Roark scrubbed a hand over the back of his neck and shifted his chair back. “Then let’s wait for next year, or the year after. We can participate on a smaller scale and get a feel for things before we swoop in and try to take over. Get to know the board, or better yet get on the board, so we aren’t asking out of the blue.”
“There won’t be a festival to participate in if we don’t sponsor it. That’s what I’m saying. I’m not asking you to fund the whole damn thing. We take the lead, that’s all. Sometimes the risk is worth the reward.”
Roark was already shaking his head before Devlin finished speaking.
Anna knew without seeing his face, the eldest Bradley brother—and apparently the one who controlled the purse strings—wasn’t going to buy what Dev was selling.
All the evidence was in Roark’s body language. The stiff set of his shoulders, how he went so far as to move his chair back from the table. Anna knew how to read people and knew when a sales pitch was working.
Dev’s fell on deaf ears.
Roark’s answer was never going to be yes. His posture was closed off and defensive from the moment they sat down together. Unless he could be guaranteed no loss, Roark was the kind of buyer who wouldn’t take chances.
Devlin, on the other hand, leaned forward, animated, all spirit and no facts, and was totally behind the idea of this festival thing—whatever it was.
But if he needed his older brother’s support, he’d have to find a better way to get it than mere enthusiasm.
“I have to go.” Roark checked his watch and pushed his chair out all the way.
Still in his seat, Devlin watched him get up, the defiant set of his chin sexier than it had any right to be. “You suggested meeting at the restaurant because you knew you were going to say no. Didn’t you? You knew you’d say no, regardless of my idea, and you knew you’d get a hell of an earful if we were behind closed doors.”
Roark’s shoulders rose and fell, and he pushed his chair back under the table. “I’m sure I’ll get an earful regardless.”
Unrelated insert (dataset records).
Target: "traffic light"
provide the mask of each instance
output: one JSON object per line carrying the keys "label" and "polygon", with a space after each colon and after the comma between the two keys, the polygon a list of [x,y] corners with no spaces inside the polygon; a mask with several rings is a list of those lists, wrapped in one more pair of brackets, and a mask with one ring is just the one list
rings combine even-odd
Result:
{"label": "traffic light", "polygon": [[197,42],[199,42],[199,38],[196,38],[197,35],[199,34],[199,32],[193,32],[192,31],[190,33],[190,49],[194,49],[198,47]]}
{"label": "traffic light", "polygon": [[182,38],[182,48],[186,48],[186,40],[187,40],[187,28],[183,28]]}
Devlin cut his eyes at his brother, before looking away like he wasn’t even there.
“Dev, if you can give me more to go on than your excitement, I’m happy to help.”
He sat stone-faced as Roark walked away.
Their interaction twisted something deep inside her, tightening until it hurt.
Some people would never hear you, no matter how hard you tried. Even when those people were family.
Anna shifted her gaze to the stream of words on the page before her. She stared at the page forever, comprehending nothing.
If Devlin left the restaurant as she read, he did so without a sound, but she was too chicken to look up and check.
Seconds clicked by and she was cross-eyed from trying to read the pamphlet.
The deep rumbling of a cleared throat made her jump. “You’re either studying that thing for a pop quiz later, or you’re fake reading.”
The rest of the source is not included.